May 28, 2007
Peter Cook and Dudley Moore stand as one of the most significant alternative comedy act of the last few generations. For all Monty Python’s innovation, Pete and Dud arguably pushed the limits of comedy further, working with inspired spontaneity rather than scripted subversion. They picked up on Spike Milligan’s momentum, developing a body of improvisational humour that paved the way for radical comedians everywhere, of radically variable quality, and have yet to be convincingly outdone at what they did best. In the touring version of the West End hit, Pete & Dud Come Again, we are plunged back into the golden age of the chat-show, being fed the narrative through the alternating formats of a television interview with Dud (and later incorporating Pete) and recreations of key events. This ambitious production is up for cramming over 30 years into two hours, in a blend of old gags, new humour and biographical insight, to mixed effect.
Simon Lowe, a familiar face from television, puts in an uncannily convincing performance as Dudley Moore, the well-observed mannerisms and personality combining with his genuinely Moore-like appearance to remarkable effect. Gareth Tunley, in the Peter Cook role, fares a little less well. He has the harder task, of course; where Moore’s attributes were largely visible and immediate, Cook was an inscrutable character whose deadpan exterior was a front for a much darker and more disturbing talent. The writers have worked hard to put across Cook’s obsession with malevolence and Schadenfreude, but even Tunley’s obvious ability fails to capture the demonic aggression of Cook’s wit. Cook’s famous line about being an only twin is more than just a play on words, of course. It reflects the loneliness of being unique, without the sense of having an equivalent in the world, however hard impersonators might try to be just that.
The structure of the play is a little problematic at times. The chat-show format is a clever framing device, and well executed, but the chronological flow never feels entirely lucid, leaving the viewer with a slightly disjointed biography of the duo. There is an identity crisis at the heart of the production; neither pure comedy nor pure documentary it is, at times, at a loss as to where to devote its energies, to the extent that neither element is fully realised. Nor is it quite daring enough, when tackling the Derek and Clive era, to really reflect the extremes to which the pair were willing to go, which defeats the object. It is almost like getting a censored potted history that sanitises the gory bits in case the audience is offended. Which, of course, was the whole point.
That said, the writing is intelligent in its interpretation of key events, from the duo’s early solidarity in subverting the Beyond the Fringe material to the later tensions between the two, offering an occasionally provocative and always broadly entertaining account of the mute dissolution of the relationship, played out here in the kind of public environment that might have appealed to them both.
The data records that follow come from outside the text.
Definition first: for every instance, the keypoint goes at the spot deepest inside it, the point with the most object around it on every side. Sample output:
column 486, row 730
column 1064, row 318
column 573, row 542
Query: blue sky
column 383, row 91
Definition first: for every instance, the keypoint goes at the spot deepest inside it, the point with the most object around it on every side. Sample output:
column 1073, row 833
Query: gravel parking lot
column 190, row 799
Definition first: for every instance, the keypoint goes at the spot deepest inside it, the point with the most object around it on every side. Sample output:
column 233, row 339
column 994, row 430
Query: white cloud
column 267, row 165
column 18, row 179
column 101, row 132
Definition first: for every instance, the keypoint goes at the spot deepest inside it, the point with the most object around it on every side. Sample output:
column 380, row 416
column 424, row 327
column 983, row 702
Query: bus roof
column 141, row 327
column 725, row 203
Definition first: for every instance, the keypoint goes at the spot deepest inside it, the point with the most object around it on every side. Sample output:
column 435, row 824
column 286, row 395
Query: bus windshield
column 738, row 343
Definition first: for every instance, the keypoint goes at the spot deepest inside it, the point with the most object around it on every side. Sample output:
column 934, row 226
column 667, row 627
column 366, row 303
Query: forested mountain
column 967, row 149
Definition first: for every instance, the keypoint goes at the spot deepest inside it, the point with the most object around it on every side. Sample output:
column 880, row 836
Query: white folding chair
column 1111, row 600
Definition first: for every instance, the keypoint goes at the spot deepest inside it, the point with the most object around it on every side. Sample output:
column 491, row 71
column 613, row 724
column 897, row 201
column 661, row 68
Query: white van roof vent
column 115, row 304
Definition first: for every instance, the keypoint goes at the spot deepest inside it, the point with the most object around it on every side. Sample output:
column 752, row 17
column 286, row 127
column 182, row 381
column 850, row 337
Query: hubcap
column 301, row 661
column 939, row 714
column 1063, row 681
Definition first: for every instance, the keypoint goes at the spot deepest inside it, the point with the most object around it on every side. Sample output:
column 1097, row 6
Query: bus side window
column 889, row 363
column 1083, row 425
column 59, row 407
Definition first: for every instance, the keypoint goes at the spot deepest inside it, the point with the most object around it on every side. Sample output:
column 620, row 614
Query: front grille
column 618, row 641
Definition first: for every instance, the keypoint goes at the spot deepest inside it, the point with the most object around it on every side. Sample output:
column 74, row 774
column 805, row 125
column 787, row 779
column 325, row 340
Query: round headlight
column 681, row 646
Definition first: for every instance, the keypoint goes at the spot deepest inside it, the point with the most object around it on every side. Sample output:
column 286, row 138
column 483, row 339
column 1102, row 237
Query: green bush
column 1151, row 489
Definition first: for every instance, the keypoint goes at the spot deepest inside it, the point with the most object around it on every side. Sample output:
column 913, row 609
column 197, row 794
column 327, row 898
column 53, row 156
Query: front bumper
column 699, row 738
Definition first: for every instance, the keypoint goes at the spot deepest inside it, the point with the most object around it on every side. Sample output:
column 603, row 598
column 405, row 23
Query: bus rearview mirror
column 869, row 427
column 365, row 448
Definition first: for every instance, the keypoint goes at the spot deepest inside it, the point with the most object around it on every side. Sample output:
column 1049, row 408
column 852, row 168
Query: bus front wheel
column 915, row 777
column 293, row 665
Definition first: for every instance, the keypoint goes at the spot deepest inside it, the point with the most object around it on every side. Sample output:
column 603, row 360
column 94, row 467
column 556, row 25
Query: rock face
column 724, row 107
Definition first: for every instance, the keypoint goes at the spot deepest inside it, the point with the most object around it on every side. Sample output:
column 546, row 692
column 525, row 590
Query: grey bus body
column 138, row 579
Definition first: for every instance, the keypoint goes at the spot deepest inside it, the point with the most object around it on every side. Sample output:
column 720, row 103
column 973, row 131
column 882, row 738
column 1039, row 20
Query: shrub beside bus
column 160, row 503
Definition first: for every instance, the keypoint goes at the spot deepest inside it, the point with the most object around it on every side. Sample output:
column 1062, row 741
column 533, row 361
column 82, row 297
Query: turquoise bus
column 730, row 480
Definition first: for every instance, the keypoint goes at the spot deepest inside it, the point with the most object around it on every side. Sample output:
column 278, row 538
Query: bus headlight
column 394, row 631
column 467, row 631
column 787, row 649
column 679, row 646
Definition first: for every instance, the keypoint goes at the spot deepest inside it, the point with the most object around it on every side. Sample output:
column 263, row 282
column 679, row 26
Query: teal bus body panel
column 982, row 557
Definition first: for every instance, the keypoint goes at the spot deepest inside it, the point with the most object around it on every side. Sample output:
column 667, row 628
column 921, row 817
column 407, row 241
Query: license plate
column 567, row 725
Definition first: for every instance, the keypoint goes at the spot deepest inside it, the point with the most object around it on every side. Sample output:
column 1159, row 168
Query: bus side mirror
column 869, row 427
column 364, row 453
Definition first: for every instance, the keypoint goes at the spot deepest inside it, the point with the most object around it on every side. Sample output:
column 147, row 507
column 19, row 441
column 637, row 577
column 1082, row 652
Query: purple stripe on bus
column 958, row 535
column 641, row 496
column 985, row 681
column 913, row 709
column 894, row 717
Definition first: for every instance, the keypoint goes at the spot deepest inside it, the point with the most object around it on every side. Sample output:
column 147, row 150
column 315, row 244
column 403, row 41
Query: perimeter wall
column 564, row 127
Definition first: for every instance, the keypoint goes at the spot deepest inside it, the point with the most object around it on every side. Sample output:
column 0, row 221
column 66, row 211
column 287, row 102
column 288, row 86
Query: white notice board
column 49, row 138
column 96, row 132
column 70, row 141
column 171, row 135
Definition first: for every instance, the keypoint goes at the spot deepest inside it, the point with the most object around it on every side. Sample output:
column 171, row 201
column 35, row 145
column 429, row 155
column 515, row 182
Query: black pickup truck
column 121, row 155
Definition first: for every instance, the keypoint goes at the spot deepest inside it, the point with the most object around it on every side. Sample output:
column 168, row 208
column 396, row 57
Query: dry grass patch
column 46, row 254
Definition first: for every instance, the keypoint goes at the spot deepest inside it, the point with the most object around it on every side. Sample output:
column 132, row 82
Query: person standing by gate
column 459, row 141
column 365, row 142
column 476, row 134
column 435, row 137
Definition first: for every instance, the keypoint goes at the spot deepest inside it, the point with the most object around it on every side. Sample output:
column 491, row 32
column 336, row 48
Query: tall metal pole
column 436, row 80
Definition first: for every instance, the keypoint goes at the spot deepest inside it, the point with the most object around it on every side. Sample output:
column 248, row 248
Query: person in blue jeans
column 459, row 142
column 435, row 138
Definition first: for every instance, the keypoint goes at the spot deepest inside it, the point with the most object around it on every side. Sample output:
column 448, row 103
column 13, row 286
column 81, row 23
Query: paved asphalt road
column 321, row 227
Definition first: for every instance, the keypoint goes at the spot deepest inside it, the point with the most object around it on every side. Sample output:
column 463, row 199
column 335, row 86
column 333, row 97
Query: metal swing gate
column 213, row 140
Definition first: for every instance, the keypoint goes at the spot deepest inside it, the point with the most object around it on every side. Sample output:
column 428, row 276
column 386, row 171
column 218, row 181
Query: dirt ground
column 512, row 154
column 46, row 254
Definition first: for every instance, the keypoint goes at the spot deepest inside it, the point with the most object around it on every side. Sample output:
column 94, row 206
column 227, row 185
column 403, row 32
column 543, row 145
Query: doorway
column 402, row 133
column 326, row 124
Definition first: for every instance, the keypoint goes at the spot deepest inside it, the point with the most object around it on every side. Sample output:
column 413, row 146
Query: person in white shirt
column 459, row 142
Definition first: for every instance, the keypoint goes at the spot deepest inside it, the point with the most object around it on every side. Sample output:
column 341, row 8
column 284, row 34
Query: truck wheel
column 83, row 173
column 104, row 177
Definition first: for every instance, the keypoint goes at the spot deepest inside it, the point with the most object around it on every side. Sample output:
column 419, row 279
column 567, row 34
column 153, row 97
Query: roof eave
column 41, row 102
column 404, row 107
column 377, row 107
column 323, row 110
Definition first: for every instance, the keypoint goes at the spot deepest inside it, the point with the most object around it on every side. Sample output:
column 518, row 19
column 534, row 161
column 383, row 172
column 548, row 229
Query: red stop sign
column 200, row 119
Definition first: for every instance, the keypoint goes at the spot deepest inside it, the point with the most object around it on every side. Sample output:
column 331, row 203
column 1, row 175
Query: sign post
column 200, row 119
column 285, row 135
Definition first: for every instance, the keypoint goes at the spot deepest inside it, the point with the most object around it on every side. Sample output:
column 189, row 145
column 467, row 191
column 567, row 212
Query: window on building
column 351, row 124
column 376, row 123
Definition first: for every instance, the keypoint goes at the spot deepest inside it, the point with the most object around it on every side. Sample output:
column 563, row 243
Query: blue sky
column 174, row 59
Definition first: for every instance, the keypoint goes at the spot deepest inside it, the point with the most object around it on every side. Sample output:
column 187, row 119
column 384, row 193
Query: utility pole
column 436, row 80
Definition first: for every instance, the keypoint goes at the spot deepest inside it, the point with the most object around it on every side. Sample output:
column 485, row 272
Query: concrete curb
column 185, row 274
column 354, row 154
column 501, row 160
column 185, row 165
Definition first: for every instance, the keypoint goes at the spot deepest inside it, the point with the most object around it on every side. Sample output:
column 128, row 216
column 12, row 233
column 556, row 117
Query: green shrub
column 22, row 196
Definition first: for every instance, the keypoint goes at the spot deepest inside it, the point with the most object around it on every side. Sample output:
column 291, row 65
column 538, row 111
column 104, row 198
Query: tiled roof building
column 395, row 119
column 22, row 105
This shouldn’t be taken as an attempt to recreate the duo’s comedy, which would be a redundant affair, but rather as a speculative homage that is more likely to inspire a comforting nostalgia than to offer anything really new.
Simon Lowe, a familiar face from television, puts in an uncannily convincing performance as Dudley Moore, the well-observed mannerisms and personality combining with his genuinely Moore-like appearance to remarkable effect. Gareth Tunley, in the Peter Cook role, fares a little less well. He has the harder task, of course; where Moore’s attributes were largely visible and immediate, Cook was an inscrutable character whose deadpan exterior was a front for a much darker and more disturbing talent. The writers have worked hard to put across Cook’s obsession with malevolence and Schadenfreude, but even Tunley’s obvious ability fails to capture the demonic aggression of Cook’s wit. Cook’s famous line about being an only twin is more than just a play on words, of course. It reflects the loneliness of being unique, without the sense of having an equivalent in the world, however hard impersonators might try to be just that.
The structure of the play is a little problematic at times. The chat-show format is a clever framing device, and well executed, but the chronological flow never feels entirely lucid, leaving the viewer with a slightly disjointed biography of the duo. There is an identity crisis at the heart of the production; neither pure comedy nor pure documentary it is, at times, at a loss as to where to devote its energies, to the extent that neither element is fully realised. Nor is it quite daring enough, when tackling the Derek and Clive era, to really reflect the extremes to which the pair were willing to go, which defeats the object. It is almost like getting a censored potted history that sanitises the gory bits in case the audience is offended. Which, of course, was the whole point.
That said, the writing is intelligent in its interpretation of key events, from the duo’s early solidarity in subverting the Beyond the Fringe material to the later tensions between the two, offering an occasionally provocative and always broadly entertaining account of the mute dissolution of the relationship, played out here in the kind of public environment that might have appealed to them both. This shouldn’t be taken as an attempt to recreate the duo’s comedy, which would be a redundant affair, but rather as a speculative homage that is more likely to inspire a comforting nostalgia than to offer anything really new.